O Jornal da Cidade e a Universidade do Sagrado Coração (USC) definiram uma nova forma de colaboração que vai resultar na publicação de matérias especiais, a respeito de fatos e tendências históricas ligados ao bicentenário do surgimento da imprensa no Brasil.
Estudantes de jornalismo da universidade estão produzindo reportagens em três eixos, com textos a serem publicados pelo JC Cultura sempre no último domingo de cada mês, de setembro a novembro. Os primeiros textos, que apontam a influência da imprensa sobre as transformações sociais do século 19, serão veiculados amanhã.
Cinco alunos participaram inicialmente: Danilo Berbel, Pedro Berti e Liana Carvalho assinam as matérias; Carla Izeppe e Mariana Cerigatto auxiliaram na pesquisa de fontes.
A proposta da segunda colaboração é focar o surgimento e a evolução da imprensa local e regional de Bauru. Na terceira, serão examinados fatores da experiência passada que podem contribuir para antecipar as características da imprensa no futuro.
As fontes preferenciais são pesquisadores provenientes do universo acadêmico que já publicaram obras de referência sobre os assuntos enfocados. O ponto de partida foi dado por buscas na base de perfis de cientistas sociais e historiadores organizada pelo Conselho Nacional de Desenvolvimento Científico e Tecnológico (CNPq). São milhares de currículos, selecionados por mecanismos de acesso que permitiram encontrar fontes adequadas.
Para obter informações úteis à composição do roteiro de entrevista, os estudantes leram trabalhos dos pesquisadores escolhidos, publicados em periódicos científicos especializados. As matérias contêm, desta forma, tanto trechos significativos de artigos das fontes quanto depoimentos dados por elas em caráter exclusivo à reportagem.
Danilo Rothberg, docente que coordenou a produção da primeira edição, avalia que as experiências de interação entre universidade e mercado de trabalho no campo da comunicação, como a que ocorre agora entre JC e USC, têm se multiplicado e trazem vantagens para os próprios leitores. “O público vê o compromisso do jornal com a preparação de profissionais e se satisfaz com matérias produzidas em caráter especial para o veículo”, diz.

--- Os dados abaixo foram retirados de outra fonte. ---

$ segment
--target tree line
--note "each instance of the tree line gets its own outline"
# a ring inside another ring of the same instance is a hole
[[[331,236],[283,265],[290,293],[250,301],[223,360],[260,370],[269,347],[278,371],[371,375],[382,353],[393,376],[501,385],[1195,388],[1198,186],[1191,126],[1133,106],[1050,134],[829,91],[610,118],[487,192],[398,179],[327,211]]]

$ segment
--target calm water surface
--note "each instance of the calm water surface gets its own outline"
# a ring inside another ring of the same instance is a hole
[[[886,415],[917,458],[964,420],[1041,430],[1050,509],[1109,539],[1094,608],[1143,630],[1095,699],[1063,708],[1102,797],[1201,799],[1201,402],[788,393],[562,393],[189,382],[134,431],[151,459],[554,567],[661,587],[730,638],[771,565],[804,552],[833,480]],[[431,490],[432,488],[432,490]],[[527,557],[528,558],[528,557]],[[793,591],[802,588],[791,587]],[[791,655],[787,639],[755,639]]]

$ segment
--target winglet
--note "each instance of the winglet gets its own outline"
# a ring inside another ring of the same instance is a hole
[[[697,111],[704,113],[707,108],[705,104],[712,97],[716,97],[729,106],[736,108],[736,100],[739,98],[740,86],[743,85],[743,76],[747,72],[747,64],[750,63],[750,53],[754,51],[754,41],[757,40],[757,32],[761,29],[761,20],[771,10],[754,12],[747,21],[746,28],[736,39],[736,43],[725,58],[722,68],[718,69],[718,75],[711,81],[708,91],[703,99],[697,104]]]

Os alunos participantes aproveitaram a oportunidade de aprendizado. “A pesquisa histórica aplicada ao jornalismo exige um olhar atento, capaz de selecionar os dados mais relevantes aos leitores, dentro de um grande conjunto de informações”, indica Berbel.
“Nem sempre percebemos os fatos históricos como efeito de mudanças influenciadas pela própria imprensa. A exigência do nosso trabalho foi revelar o papel dos meios de comunicação em grandes acontecimentos”, analisa Berti. “As etapas de produção exigiram muita seriedade, o que permitiu antecipar características do campo profissional”, completa Carvalho.
Na primeira colaboração, Berbel é autor de uma matéria que explora as contradições entre a lei e a realidade que já existiam no Brasil imperial. O texto revela aspectos pouco conhecidos sobre o alinhamento político dos jornais brasileiros no século 19.
Berti foi responsável pela apuração do papel da imprensa sobre as tendências políticas e sociais que desembocaram na abolição da escravatura. O movimento abolicionista deve ser compreendido como uma ação de homens de imprensa, sustenta a reportagem.
Carvalho investigou a função dos jornais como fonte de influência sobre comportamentos e relações sociais. A imagem que a sociedade construía dela própria passou a depender, cada vez mais, da interpretação oferecida pela imprensa, segundo o texto.